Naturally, the choice of method will depend on the nature of the candidate interactor, the availability of specific immunoreagents, cell or animal models, specific inhibitors/agonists, and whether a knock-down/overexpression of the bait protein and/or candidate interactor can be achieved.

A common standard for co-IP datasets

There is a trend toward development of standards and guidelines for publication of proteomics data [88, 89]. A similar discussion on useful conventions for co-IP datasets is much needed. As a starting point we recommend adherence to the bait exclusion or tool exclusion concepts and their derivative strategies (summarized above). It should thus be considered insufficient if negative control data on unspecific binders are based on either “matrix only” precipitations or “mock IPs” employing generic IgGs. We further strongly recommend incorporation of isotope-labeling strategies into the experimental strategy to minimize the effects of sampling bias for complex samples and to afford relative quantitation of candidate interactors in bait-specific and control datasets.
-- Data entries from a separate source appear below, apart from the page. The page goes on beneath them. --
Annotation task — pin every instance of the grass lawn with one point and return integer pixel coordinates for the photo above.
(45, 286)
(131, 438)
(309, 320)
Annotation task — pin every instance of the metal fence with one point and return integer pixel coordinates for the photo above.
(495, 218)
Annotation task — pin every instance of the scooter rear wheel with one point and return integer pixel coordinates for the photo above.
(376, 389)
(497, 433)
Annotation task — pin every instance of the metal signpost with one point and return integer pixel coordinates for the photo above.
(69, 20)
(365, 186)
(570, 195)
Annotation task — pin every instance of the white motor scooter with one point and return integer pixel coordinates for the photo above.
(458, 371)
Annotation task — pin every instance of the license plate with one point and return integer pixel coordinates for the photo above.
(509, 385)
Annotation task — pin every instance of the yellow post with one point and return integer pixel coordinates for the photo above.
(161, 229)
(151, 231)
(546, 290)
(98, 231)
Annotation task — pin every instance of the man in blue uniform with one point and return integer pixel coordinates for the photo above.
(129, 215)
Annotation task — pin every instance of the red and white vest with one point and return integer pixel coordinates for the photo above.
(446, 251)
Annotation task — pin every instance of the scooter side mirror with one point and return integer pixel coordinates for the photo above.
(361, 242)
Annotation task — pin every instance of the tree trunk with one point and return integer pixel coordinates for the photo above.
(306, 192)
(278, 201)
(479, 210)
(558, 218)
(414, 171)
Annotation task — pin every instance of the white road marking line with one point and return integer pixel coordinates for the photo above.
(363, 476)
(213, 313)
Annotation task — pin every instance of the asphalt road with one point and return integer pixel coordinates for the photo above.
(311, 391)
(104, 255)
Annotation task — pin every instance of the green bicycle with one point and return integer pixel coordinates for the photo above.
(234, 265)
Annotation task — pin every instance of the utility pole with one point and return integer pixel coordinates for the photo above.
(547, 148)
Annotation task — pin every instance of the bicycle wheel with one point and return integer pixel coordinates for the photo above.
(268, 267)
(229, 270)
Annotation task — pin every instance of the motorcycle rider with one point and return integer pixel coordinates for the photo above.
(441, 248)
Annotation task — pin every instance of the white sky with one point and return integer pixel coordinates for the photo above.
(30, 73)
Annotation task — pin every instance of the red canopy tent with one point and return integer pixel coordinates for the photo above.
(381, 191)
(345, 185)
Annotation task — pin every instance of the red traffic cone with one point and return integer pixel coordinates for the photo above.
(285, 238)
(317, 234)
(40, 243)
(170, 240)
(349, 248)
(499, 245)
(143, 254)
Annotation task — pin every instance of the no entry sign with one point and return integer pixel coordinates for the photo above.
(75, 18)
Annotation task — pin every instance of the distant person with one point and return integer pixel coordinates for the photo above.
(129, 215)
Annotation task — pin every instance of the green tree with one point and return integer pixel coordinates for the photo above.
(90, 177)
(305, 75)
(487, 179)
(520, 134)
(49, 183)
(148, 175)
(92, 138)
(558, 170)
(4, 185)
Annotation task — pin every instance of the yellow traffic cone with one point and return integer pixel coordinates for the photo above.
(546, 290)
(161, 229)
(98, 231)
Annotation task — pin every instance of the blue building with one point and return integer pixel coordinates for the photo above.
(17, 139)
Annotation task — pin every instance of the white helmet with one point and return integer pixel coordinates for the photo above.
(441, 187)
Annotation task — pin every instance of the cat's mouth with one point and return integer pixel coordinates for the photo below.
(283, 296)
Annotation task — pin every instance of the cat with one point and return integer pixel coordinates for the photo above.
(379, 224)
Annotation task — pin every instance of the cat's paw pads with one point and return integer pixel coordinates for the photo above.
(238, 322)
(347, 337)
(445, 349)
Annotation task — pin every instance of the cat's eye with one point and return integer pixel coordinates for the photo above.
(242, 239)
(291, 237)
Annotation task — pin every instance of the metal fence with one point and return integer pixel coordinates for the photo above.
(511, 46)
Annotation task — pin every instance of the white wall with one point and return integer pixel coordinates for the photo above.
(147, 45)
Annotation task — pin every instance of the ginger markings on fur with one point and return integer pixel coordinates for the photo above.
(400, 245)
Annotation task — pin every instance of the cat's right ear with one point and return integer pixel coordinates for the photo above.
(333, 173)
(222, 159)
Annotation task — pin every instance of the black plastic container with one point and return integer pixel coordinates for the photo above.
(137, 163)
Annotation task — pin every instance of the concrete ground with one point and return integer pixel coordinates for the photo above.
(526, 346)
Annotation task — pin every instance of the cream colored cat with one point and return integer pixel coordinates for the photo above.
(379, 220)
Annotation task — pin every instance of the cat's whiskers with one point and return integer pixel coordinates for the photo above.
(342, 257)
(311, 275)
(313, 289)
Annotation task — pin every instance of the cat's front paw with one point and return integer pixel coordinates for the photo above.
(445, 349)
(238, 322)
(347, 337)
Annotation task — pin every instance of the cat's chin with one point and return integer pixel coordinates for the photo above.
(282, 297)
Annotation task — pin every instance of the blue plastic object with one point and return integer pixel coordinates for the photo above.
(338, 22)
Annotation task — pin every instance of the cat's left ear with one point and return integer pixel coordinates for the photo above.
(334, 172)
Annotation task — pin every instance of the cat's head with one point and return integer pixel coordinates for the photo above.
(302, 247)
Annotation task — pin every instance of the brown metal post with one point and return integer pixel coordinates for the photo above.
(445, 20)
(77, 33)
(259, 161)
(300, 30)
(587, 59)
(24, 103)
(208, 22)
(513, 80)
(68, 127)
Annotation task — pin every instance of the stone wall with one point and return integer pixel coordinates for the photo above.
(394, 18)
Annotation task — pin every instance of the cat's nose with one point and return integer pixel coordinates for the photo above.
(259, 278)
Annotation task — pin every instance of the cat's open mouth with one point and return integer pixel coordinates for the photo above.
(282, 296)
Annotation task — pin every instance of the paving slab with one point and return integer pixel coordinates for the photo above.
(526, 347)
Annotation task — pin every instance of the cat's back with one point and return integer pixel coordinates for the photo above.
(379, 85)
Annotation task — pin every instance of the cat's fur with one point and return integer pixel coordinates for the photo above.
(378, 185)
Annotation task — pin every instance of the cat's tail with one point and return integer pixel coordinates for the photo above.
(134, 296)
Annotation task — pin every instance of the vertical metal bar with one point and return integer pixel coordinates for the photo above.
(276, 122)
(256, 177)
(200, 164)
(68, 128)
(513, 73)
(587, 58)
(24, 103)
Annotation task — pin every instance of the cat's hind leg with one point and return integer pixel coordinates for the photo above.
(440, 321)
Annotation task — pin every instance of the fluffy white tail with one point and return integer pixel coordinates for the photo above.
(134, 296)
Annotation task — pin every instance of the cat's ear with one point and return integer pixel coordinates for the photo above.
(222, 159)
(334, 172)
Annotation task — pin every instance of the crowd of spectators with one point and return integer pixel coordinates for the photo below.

Finally, adherence to these more rigorous design concepts should extend to small-scale reciprocal co-IPs that frequently constitute the first validation experiment in publications which document novel protein–protein interactions.

Concluding remarks

In this review we have reported improved co-IP procedures for applications that use subsequent mass spectrometry to generate interactome maps of endogenous bait proteins. We have presented alternative experimental design strategies that facilitate recognition of unspecific interactors in interactome data sets. The need to incorporate concepts that facilitate recognition of false positive interactors has also been emphasized and recommendations for successful setup of co-IP experiments have been presented. We have also discussed strategies for the filtering of raw interactome data and provided guidelines for assessment of data quality and the design of pilot experiments for subsequent validation of candidate interactors.

There are, clearly, many ways to design and implement a successful co-IP-based interactome mapping experiment. The experiment involves a complex series of individual steps and, frequently, there are multiple directions one can follow without compromising the overall outcome of the experiment. Thus, in writing this article we attempted to find a compromise between offering specific advice and providing broad guidelines. Whenever a design element or experimental step seemed superior to alternative choices this was pointed out in the text. We do, however, accept that any specific implementation of a co-IP experiment will depend on the target protein under investigation, the sample material from which it is to be purified, and the immunoaffinity reagents available for its capture. Similarly, the unspecific interactors encountered in individual data sets are expected to depend on the nature of the sample and the particular co-IP strategy used.

The intention of this article was to fill a void in the proteomics literature with regard to co-IP work. We hope this article will assist researchers who embark on co-IP work to avoid common pitfalls and will stimulate further improvements to the concepts and current practices presented here.